“You’re sure the dial’s readin’ right?” Clive flicked his finger on the gauge, hoping it would show there was some error.
“Yes, Sir! I’ve gone through the checklist twice.” Wilson wrung his hands together, wishing there were something he could do.
Clive turned to Mark, “We got a procedure for this?”
Mark snorted. “You kiddin’? This isn’t s’posed to happen. This here’s full proof. When those Coats left us here, they said it’d hold forever so long as we kept puttin’ coal in it.”
“Yeah, well, it almost ain’t holding now, and we’ve on’y been here six years!” Clive chewed on his tongue, trying to think of something they could’ve missed.
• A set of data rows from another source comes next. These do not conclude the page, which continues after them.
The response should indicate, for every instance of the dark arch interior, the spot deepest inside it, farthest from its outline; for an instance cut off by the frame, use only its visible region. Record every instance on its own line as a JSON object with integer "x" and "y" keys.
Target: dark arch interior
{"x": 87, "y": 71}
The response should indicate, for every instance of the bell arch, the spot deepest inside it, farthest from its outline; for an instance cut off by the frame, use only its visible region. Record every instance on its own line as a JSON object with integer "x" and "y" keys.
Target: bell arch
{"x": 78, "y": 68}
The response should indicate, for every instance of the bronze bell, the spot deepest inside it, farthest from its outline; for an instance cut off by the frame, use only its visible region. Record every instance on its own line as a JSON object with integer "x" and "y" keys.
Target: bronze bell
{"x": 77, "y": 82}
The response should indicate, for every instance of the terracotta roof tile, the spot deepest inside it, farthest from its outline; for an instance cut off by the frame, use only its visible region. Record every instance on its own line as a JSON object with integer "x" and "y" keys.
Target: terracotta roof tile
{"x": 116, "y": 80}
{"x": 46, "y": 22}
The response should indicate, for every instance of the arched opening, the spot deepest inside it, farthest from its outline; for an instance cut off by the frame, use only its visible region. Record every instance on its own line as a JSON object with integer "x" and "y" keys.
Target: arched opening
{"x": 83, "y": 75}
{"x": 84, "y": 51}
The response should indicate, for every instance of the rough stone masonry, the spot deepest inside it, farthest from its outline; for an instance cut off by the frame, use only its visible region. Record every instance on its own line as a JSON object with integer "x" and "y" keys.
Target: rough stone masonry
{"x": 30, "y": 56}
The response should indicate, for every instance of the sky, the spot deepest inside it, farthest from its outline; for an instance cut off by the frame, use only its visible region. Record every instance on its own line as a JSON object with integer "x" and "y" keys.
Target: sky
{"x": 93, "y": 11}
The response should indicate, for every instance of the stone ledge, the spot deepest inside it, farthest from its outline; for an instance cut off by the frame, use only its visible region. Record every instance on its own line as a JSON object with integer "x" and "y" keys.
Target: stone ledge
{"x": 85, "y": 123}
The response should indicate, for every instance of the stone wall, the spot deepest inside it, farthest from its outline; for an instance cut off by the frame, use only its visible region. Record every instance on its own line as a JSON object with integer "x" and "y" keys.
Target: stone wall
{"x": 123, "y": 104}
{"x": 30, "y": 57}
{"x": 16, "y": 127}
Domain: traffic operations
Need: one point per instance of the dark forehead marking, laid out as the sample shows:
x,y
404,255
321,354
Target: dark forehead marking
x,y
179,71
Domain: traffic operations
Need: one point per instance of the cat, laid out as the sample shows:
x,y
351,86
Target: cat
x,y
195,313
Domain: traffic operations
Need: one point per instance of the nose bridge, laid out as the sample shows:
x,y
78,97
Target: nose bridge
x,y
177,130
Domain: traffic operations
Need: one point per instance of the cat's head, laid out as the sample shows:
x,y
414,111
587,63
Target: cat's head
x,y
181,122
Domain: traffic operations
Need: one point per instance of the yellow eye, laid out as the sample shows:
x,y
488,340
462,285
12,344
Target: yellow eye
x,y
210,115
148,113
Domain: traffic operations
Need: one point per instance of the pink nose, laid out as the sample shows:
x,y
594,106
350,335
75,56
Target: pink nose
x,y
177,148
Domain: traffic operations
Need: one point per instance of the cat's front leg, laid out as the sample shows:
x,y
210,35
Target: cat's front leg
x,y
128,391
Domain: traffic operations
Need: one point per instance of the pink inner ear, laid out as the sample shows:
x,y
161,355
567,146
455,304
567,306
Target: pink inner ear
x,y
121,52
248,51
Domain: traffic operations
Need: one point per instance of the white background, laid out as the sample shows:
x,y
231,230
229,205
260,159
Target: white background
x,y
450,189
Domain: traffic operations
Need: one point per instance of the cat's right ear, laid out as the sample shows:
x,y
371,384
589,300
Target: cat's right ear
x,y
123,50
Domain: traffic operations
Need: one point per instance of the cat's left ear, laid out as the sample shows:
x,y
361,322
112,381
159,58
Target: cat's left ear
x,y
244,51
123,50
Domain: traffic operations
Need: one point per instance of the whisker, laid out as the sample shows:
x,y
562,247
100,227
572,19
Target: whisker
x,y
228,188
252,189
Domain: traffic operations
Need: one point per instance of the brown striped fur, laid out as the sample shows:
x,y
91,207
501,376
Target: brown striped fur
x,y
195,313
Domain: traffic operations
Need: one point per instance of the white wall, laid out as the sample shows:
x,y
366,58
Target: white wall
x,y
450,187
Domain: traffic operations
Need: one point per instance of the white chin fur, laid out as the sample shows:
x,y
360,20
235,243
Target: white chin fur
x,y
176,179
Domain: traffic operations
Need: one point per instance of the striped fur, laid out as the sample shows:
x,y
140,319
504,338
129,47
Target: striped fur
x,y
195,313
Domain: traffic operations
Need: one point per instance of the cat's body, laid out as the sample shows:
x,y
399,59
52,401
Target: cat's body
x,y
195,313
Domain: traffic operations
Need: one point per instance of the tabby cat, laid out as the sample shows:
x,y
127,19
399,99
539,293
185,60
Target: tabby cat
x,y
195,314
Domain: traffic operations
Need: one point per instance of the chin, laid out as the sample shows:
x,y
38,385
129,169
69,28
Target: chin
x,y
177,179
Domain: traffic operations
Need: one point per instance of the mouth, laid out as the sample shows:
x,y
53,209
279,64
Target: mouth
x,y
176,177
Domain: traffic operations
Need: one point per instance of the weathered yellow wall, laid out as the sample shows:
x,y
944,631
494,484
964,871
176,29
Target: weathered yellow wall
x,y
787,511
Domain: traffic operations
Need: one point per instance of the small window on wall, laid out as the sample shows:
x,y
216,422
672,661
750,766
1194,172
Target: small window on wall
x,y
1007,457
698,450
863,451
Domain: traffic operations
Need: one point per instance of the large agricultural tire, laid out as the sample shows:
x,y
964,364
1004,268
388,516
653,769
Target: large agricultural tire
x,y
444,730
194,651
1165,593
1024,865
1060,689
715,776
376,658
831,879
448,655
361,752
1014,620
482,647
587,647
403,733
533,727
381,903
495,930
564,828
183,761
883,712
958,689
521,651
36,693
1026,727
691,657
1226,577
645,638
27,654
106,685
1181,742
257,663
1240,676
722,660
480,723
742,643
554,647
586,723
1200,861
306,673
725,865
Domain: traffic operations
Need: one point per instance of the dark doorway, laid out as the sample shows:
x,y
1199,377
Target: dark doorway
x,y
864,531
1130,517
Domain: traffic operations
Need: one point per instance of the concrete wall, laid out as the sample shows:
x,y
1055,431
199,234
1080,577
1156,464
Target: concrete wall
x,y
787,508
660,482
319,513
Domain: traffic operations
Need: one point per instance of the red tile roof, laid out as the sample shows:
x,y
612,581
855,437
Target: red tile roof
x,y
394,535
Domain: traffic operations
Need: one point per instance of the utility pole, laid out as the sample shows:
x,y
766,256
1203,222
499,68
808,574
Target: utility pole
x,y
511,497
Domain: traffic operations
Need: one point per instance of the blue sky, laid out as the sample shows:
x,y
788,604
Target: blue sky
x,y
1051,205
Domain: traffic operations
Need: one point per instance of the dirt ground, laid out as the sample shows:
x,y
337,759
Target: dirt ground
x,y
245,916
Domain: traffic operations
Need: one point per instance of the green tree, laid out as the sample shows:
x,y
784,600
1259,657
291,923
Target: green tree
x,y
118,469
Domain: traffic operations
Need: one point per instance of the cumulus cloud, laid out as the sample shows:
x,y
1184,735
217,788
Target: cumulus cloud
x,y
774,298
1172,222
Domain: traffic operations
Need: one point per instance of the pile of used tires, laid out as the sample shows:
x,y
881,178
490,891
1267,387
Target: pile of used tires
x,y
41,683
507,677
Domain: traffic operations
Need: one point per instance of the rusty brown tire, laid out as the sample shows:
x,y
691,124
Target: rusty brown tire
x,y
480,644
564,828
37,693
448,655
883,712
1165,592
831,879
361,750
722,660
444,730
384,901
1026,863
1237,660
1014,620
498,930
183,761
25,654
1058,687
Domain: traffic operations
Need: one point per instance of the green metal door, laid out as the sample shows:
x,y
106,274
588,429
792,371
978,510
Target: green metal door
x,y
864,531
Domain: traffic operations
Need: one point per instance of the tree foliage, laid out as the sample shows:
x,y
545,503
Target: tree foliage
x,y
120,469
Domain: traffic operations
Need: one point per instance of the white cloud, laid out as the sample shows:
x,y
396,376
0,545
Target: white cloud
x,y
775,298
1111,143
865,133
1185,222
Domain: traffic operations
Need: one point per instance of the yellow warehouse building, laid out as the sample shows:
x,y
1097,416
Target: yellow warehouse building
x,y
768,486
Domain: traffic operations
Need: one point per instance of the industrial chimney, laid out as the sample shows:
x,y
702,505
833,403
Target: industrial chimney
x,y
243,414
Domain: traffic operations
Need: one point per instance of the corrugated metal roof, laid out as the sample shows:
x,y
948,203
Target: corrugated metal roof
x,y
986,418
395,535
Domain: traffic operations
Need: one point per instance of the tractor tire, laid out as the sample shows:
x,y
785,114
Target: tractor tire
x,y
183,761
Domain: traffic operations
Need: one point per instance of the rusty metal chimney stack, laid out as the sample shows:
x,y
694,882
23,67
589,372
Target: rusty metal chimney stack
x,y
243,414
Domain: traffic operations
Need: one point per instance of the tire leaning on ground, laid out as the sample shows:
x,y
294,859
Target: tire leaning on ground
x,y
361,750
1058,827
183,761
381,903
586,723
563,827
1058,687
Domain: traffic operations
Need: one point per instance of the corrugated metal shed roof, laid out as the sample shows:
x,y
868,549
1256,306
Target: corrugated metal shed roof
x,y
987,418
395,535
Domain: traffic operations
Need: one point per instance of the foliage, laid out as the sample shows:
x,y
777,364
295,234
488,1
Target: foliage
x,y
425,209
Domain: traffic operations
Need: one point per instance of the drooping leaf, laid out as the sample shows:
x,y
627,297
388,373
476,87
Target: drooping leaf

The pressure hadn’t changed, but the door had started moving.
“Um, excuse me?” Wilson interrupted his thought. “Is it broken?”
Mark looked at him solemn-like. “No. It’s right as rain.”
Wilson glanced from one to the other. “I don’t understand.”
“Our meter on the door’s gone haywire. This pump’s not holdin’ that door in place any longer.”
“So it is broken.”
“No. It just ain’t winnin’ anymore.”
“What do we do?” Wilson asked, earnest and a bit fearful.
“Pray, son. Pray.”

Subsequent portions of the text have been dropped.